Before you buy health insurance, always compare mediclaim insurance plans offered by various insurance providers.
The question is, how much insurance coverage is adequate? There are various ways that could lead us to the answer but the basic one is the ten times your current income. For obvious, the sum insured will vary as per the income of the other family members, house, assets etc.
Now, the next question is- Do you have sufficient insurance coverage? For most of us, the answer is a big NO. There are so many people out there who pay insurance premiums annually but they have no clue about the money their family would get after they will die. This is so unusual because the life insurance sector is optimized by collecting premiums. Instead of how much the policyholders are secured for, how much premium the policyholder is paying is considered as the hallmark of success.
Not just the insurance providers but the insurance regulator IRDA offically measures the success of insurance industry by computing the premium amount collected by the policyholders. Ideally, they should measure the success of insurance companies based on how much insurance insurers have delivered to how many policyholders. IRDA’s annual report and any published report in our country don’t reveal the actual insurance coverage of the policyholders. IRDA uses ‘insurance density’, that is the per capita premium collected from the policyholders along with the premium as the GDP ratio.
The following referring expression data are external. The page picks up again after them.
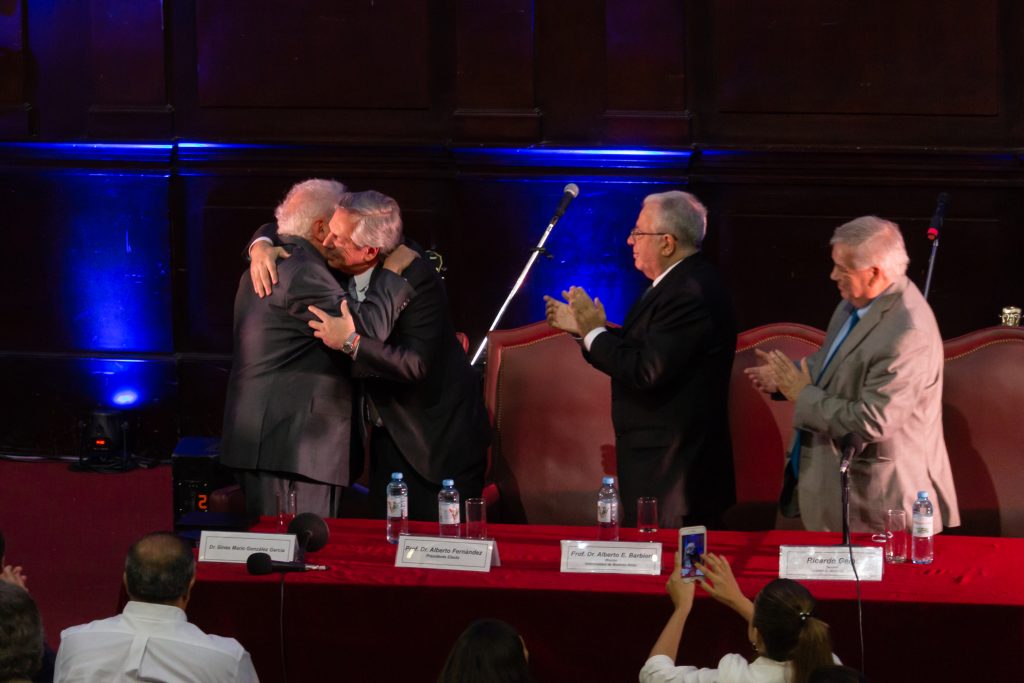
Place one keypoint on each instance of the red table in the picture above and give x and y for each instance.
(364, 620)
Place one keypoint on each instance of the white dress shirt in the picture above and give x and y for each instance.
(150, 642)
(731, 669)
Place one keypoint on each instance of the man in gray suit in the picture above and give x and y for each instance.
(289, 408)
(879, 377)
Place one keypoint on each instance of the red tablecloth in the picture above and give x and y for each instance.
(964, 614)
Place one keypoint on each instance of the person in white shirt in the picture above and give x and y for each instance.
(152, 639)
(790, 641)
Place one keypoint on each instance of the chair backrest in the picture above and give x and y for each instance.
(982, 403)
(761, 427)
(551, 414)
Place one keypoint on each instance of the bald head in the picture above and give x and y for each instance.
(159, 568)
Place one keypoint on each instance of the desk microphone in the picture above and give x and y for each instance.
(260, 563)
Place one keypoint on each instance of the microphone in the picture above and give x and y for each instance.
(570, 191)
(938, 217)
(260, 563)
(310, 530)
(852, 444)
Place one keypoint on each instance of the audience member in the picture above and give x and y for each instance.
(837, 674)
(9, 573)
(152, 639)
(20, 635)
(670, 366)
(790, 640)
(487, 651)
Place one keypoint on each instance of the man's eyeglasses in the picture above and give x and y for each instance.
(638, 233)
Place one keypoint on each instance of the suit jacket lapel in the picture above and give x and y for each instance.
(861, 330)
(644, 302)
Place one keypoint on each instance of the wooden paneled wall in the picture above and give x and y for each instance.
(786, 119)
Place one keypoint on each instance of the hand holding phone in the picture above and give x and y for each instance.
(692, 545)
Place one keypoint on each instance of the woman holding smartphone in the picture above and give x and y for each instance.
(790, 641)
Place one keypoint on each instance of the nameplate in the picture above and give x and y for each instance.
(433, 552)
(829, 562)
(611, 557)
(238, 546)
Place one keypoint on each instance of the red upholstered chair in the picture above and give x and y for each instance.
(551, 414)
(982, 410)
(762, 427)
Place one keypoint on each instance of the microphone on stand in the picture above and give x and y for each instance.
(938, 217)
(260, 563)
(310, 530)
(569, 193)
(852, 445)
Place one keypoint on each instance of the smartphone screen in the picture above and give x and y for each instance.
(692, 543)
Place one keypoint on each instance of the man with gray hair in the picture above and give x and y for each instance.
(878, 377)
(670, 366)
(422, 400)
(152, 639)
(289, 407)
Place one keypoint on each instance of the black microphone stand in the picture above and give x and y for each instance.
(535, 252)
(933, 233)
(844, 475)
(852, 444)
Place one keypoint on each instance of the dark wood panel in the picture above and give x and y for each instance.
(835, 56)
(495, 67)
(645, 46)
(313, 53)
(127, 52)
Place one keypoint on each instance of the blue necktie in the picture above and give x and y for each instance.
(795, 452)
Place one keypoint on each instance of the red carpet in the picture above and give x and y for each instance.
(71, 530)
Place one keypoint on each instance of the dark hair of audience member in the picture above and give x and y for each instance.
(20, 634)
(159, 568)
(837, 674)
(783, 613)
(487, 651)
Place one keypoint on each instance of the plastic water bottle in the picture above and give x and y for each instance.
(923, 545)
(607, 510)
(397, 508)
(448, 509)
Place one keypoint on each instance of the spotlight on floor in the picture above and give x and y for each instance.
(105, 442)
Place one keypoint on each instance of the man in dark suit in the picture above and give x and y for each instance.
(288, 413)
(423, 402)
(670, 366)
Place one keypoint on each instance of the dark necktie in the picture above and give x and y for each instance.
(798, 437)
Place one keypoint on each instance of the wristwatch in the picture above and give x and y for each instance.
(350, 344)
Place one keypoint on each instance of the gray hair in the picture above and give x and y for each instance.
(306, 203)
(875, 242)
(20, 634)
(159, 568)
(378, 219)
(681, 215)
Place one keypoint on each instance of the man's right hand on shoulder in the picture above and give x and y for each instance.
(263, 266)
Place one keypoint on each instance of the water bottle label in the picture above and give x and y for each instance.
(397, 506)
(605, 512)
(448, 513)
(923, 526)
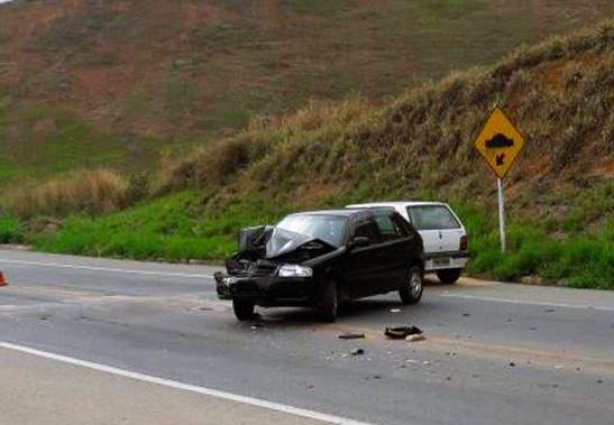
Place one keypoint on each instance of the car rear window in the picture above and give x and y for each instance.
(432, 217)
(389, 229)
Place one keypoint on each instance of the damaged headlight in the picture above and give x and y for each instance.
(294, 270)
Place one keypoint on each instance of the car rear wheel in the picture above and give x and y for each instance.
(244, 310)
(449, 276)
(411, 292)
(329, 302)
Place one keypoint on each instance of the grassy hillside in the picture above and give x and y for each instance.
(116, 82)
(561, 208)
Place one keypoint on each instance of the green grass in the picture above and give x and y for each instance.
(161, 229)
(179, 227)
(11, 230)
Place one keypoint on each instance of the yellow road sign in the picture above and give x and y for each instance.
(499, 143)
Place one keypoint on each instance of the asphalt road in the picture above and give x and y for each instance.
(149, 343)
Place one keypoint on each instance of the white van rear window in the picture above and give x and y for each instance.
(432, 217)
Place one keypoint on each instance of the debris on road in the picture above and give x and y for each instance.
(351, 335)
(415, 338)
(401, 332)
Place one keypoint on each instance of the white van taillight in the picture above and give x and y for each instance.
(464, 245)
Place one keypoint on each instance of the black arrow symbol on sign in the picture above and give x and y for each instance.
(500, 159)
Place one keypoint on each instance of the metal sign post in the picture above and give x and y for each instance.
(499, 143)
(501, 214)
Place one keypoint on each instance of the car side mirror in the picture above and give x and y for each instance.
(360, 241)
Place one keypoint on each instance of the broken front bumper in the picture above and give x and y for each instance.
(446, 260)
(267, 291)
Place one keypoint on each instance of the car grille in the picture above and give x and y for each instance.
(262, 268)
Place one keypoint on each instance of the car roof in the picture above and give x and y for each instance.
(395, 204)
(347, 212)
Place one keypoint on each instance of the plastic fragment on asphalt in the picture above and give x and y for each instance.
(415, 338)
(401, 332)
(351, 335)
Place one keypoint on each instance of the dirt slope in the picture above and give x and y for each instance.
(93, 82)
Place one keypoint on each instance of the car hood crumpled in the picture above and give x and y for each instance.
(283, 242)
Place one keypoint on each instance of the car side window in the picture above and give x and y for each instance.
(388, 229)
(367, 227)
(401, 226)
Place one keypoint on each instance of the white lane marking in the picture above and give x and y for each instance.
(106, 269)
(539, 303)
(296, 411)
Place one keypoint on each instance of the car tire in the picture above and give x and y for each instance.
(411, 292)
(244, 310)
(449, 276)
(329, 302)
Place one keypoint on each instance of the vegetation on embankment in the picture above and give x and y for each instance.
(90, 83)
(560, 204)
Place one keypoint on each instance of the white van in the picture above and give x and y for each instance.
(443, 234)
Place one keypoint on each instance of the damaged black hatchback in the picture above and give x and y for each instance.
(323, 258)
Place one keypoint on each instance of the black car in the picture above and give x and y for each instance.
(322, 258)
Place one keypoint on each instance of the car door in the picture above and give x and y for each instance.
(363, 265)
(396, 251)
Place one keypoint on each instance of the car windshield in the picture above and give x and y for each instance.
(432, 217)
(329, 228)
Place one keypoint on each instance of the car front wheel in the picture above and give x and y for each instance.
(448, 276)
(244, 310)
(411, 292)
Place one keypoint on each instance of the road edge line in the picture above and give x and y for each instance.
(256, 402)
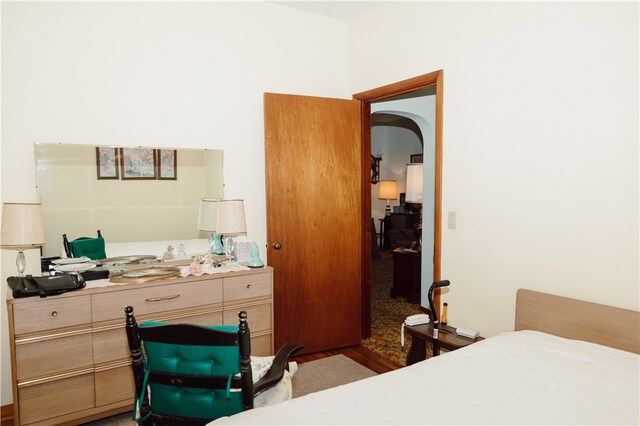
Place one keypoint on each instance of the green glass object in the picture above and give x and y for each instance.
(255, 261)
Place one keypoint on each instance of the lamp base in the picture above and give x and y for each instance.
(417, 245)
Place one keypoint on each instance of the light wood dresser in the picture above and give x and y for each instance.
(69, 355)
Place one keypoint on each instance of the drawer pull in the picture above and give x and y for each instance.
(158, 299)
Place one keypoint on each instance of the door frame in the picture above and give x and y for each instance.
(435, 78)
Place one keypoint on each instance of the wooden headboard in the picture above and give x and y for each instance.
(576, 319)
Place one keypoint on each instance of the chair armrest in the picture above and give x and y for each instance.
(275, 373)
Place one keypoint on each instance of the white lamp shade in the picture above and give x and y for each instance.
(413, 189)
(231, 220)
(22, 225)
(388, 190)
(208, 215)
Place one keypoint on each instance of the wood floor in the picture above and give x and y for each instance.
(360, 354)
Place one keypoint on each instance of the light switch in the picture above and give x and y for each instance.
(451, 219)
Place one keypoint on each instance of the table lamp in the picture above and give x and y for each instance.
(388, 191)
(207, 219)
(230, 222)
(22, 228)
(413, 194)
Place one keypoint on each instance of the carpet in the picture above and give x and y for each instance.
(327, 373)
(312, 376)
(387, 313)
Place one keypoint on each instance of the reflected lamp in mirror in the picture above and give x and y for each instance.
(22, 228)
(414, 186)
(388, 191)
(207, 221)
(230, 223)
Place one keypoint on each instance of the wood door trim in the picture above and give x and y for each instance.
(435, 78)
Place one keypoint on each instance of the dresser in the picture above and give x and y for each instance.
(69, 354)
(399, 230)
(407, 270)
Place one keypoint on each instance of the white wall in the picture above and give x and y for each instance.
(540, 144)
(166, 74)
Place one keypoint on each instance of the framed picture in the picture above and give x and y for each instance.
(107, 162)
(416, 158)
(167, 164)
(138, 163)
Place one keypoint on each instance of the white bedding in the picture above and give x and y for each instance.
(522, 377)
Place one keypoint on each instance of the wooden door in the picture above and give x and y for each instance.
(314, 219)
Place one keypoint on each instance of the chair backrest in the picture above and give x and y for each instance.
(93, 248)
(195, 373)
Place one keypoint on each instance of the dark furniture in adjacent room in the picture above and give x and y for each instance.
(399, 230)
(406, 274)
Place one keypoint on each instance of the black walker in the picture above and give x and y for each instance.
(436, 320)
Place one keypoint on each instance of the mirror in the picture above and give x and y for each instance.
(75, 202)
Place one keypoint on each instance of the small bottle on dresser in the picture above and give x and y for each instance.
(443, 320)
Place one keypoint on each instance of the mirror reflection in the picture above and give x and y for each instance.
(77, 200)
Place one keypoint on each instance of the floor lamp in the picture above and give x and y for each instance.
(388, 191)
(413, 194)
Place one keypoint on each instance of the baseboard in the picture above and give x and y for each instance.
(6, 413)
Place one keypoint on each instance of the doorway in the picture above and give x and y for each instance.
(431, 80)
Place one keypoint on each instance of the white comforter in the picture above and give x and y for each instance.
(521, 377)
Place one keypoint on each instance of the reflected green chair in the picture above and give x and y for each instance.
(190, 375)
(93, 248)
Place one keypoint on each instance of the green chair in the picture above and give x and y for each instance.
(93, 248)
(190, 375)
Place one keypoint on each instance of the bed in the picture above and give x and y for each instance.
(567, 362)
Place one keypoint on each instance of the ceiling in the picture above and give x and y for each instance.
(346, 11)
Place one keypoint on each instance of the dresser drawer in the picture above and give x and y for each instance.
(114, 385)
(50, 313)
(48, 357)
(258, 316)
(56, 398)
(111, 345)
(246, 287)
(151, 300)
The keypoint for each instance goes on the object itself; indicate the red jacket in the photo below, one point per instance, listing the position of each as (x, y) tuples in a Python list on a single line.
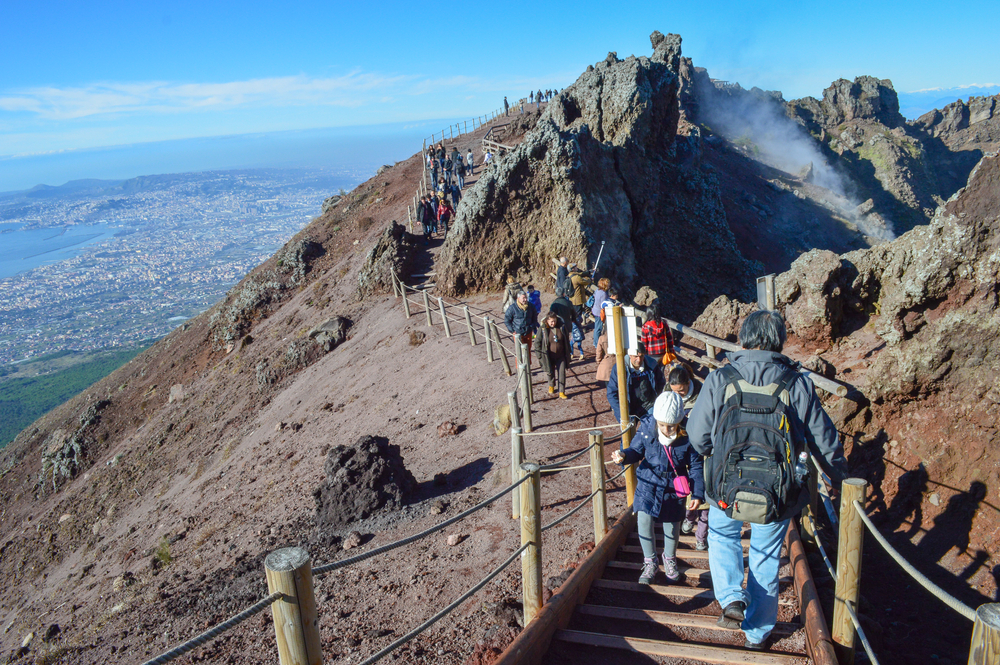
[(657, 338)]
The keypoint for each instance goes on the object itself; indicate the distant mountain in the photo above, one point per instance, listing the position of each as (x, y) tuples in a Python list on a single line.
[(914, 104)]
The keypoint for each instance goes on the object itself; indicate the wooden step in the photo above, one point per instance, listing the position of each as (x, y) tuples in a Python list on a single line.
[(672, 590), (704, 621), (705, 654)]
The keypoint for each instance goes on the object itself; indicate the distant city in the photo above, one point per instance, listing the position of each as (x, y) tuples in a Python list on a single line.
[(173, 246)]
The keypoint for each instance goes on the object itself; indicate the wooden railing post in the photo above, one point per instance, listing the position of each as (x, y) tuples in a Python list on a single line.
[(597, 485), (531, 532), (468, 322), (427, 307), (623, 398), (503, 352), (444, 318), (516, 459), (985, 648), (489, 340), (296, 628), (851, 539)]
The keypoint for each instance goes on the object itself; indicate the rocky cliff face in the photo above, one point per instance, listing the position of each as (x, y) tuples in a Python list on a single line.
[(604, 164), (914, 326)]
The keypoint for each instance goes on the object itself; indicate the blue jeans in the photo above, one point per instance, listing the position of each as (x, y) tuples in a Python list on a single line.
[(725, 559)]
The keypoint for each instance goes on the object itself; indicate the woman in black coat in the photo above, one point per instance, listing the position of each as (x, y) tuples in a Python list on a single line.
[(665, 454)]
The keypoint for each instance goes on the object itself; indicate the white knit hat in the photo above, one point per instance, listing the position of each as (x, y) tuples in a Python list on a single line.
[(669, 408)]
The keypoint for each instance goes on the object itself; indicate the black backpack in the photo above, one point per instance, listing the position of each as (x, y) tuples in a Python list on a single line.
[(752, 477)]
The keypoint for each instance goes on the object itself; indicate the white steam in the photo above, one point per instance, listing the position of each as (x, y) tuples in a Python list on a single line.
[(755, 121)]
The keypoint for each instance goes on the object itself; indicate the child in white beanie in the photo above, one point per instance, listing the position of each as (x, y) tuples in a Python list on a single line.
[(669, 480)]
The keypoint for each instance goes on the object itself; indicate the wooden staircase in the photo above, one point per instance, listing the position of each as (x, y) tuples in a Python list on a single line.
[(621, 621)]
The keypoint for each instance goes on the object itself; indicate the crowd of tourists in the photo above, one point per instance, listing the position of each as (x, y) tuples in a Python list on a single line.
[(711, 456)]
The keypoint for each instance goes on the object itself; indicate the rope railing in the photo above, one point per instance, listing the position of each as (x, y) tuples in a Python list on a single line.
[(923, 580), (440, 615), (214, 632), (547, 467), (336, 565)]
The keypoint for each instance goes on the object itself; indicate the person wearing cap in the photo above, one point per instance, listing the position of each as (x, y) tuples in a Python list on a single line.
[(669, 479), (645, 382), (552, 347)]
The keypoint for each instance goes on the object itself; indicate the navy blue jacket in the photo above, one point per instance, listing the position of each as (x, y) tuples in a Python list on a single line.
[(654, 490), (643, 387)]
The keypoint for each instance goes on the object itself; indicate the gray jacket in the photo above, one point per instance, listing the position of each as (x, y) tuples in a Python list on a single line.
[(761, 368)]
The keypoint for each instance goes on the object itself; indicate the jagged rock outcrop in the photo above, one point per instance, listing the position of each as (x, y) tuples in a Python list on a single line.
[(604, 164), (864, 98), (392, 252), (927, 309), (972, 125)]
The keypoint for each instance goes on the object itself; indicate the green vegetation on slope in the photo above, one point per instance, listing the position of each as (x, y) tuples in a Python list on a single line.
[(24, 400)]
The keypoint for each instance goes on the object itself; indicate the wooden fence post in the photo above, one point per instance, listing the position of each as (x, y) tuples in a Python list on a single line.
[(985, 646), (516, 458), (531, 532), (489, 340), (468, 322), (597, 485), (503, 352), (849, 546), (444, 318), (616, 321), (427, 308), (296, 630)]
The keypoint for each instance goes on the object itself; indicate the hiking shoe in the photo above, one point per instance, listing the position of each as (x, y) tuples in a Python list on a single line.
[(670, 568), (732, 615), (649, 569)]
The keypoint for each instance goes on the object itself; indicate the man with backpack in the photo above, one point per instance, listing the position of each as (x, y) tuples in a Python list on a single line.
[(752, 421)]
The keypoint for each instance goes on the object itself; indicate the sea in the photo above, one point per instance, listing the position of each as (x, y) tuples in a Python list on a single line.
[(22, 249)]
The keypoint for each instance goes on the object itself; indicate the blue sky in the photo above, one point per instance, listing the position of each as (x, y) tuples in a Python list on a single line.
[(88, 74)]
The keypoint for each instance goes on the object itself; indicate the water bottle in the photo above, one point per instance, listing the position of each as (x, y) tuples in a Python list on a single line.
[(802, 468)]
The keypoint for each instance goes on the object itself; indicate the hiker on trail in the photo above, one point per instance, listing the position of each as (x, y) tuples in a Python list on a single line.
[(600, 295), (605, 361), (521, 320), (578, 288), (552, 347), (788, 404), (564, 308), (645, 382), (510, 294), (669, 479), (562, 273), (422, 219), (656, 334), (534, 297), (459, 171), (445, 213)]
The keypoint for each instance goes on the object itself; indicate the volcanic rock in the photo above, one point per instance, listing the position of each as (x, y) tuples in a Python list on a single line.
[(605, 163), (361, 479)]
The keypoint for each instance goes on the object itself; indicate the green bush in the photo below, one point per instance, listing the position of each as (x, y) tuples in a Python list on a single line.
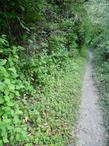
[(39, 96)]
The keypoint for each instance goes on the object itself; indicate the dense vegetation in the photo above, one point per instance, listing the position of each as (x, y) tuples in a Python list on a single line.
[(99, 14), (42, 55)]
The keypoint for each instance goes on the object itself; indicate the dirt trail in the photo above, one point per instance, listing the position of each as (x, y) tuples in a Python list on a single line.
[(90, 128)]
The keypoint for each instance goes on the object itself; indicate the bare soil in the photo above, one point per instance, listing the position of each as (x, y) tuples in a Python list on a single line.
[(90, 129)]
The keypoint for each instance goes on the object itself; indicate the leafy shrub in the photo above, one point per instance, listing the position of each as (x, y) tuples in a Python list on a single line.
[(38, 96)]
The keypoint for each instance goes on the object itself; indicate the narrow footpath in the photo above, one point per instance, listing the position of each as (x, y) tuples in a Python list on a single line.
[(90, 125)]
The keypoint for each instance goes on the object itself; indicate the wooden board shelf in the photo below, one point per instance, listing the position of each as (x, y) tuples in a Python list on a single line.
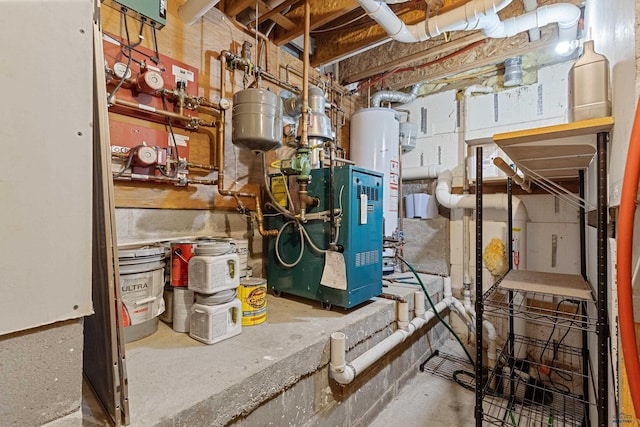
[(558, 151), (564, 285)]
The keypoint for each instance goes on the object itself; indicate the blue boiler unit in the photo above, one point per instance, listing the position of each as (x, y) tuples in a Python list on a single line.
[(359, 239)]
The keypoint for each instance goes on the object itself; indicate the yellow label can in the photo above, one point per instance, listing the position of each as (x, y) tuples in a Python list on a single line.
[(252, 292)]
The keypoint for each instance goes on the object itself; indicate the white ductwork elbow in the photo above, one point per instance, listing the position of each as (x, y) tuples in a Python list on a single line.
[(384, 16), (565, 14), (468, 201), (193, 10), (395, 96)]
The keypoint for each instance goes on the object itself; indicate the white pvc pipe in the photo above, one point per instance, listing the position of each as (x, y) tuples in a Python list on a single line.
[(468, 201), (488, 328), (475, 15), (338, 351), (456, 305), (193, 10), (361, 363)]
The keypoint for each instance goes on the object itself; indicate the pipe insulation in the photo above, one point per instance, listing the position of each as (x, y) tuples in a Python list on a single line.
[(344, 373), (475, 15), (395, 96), (193, 10)]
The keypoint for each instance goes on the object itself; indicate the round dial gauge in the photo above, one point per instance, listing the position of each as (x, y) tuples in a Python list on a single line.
[(119, 69)]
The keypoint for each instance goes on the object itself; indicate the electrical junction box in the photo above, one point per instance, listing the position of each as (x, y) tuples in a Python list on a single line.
[(360, 239), (151, 10)]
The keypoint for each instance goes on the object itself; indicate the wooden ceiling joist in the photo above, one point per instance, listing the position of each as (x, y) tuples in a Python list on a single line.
[(232, 8), (276, 11), (279, 19), (322, 12), (333, 46), (418, 56)]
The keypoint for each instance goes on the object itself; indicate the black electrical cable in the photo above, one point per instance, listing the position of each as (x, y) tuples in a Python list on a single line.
[(127, 164), (564, 376), (433, 307), (175, 144)]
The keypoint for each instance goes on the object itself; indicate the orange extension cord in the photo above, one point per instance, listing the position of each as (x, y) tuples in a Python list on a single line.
[(625, 255)]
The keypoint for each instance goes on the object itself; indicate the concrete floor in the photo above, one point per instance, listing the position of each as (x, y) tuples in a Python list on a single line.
[(425, 400), (430, 400)]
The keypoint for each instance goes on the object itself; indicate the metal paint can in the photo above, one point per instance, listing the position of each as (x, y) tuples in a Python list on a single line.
[(181, 253), (252, 292)]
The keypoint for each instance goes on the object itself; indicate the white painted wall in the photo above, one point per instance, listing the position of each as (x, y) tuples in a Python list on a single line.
[(46, 163), (438, 140), (540, 104), (612, 29)]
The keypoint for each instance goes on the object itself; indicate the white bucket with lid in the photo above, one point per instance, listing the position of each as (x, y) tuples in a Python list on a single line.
[(241, 247), (213, 323), (213, 269), (182, 303), (141, 286)]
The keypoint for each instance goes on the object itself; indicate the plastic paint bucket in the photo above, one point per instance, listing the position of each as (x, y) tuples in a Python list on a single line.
[(141, 286)]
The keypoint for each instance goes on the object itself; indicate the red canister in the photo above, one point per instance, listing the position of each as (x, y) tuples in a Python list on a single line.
[(181, 252)]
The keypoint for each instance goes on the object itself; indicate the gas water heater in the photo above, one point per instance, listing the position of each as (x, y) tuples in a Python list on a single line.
[(296, 267)]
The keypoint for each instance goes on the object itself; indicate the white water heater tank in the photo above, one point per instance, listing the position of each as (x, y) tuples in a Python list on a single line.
[(374, 145)]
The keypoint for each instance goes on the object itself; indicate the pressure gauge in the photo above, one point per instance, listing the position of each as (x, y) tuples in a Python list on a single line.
[(150, 82), (119, 69), (225, 104)]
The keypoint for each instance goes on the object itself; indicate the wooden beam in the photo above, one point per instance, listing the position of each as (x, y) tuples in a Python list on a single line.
[(418, 56), (276, 10), (330, 47), (322, 12), (232, 8), (279, 19)]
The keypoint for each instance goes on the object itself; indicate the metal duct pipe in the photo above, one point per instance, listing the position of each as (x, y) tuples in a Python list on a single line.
[(530, 6), (395, 96), (193, 10), (475, 15)]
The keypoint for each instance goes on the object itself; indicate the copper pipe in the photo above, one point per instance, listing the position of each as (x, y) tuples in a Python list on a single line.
[(141, 107), (260, 220), (141, 177), (220, 134), (304, 143), (212, 143), (223, 71), (258, 34)]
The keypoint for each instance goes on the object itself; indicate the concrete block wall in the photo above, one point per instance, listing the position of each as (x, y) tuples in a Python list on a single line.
[(317, 400), (41, 373), (427, 246)]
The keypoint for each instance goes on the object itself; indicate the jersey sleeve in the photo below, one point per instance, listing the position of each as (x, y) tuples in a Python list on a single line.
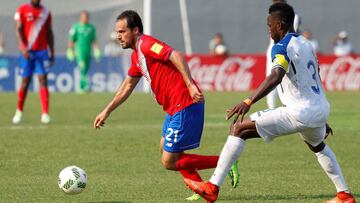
[(157, 50), (279, 57), (94, 34), (134, 70), (18, 16)]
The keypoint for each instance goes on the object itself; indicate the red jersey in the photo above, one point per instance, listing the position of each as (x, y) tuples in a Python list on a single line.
[(35, 22), (151, 60)]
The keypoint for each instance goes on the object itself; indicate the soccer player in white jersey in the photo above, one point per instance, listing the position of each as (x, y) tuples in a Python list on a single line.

Nothing in these reports provides us the credible information regarding how much insurance coverage is delivered, this is the question that we actually want to be answered. A policy buyer is least interested in how much the insurance industry has collected from its premium. Policyholders are more interested in knowing how much monetary benefit the family of policyholder will get at the time of his sudden demise. The ratio of the total collected premium to the total coverage provided etc. It is very shocking, this information doesn’t exist, at least for the policyholders.
When the potential policyholders don’t know how much coverage the insurance companies have provided to its policyholders, they are unable to make a fair decision. The right way to select or reject an insurance provider is on the basis of the provided coverage.
Every insurance provider makes promises, knowing how many promises up to which extent are fulfilled helps to buy the insurance plans in right and fair way.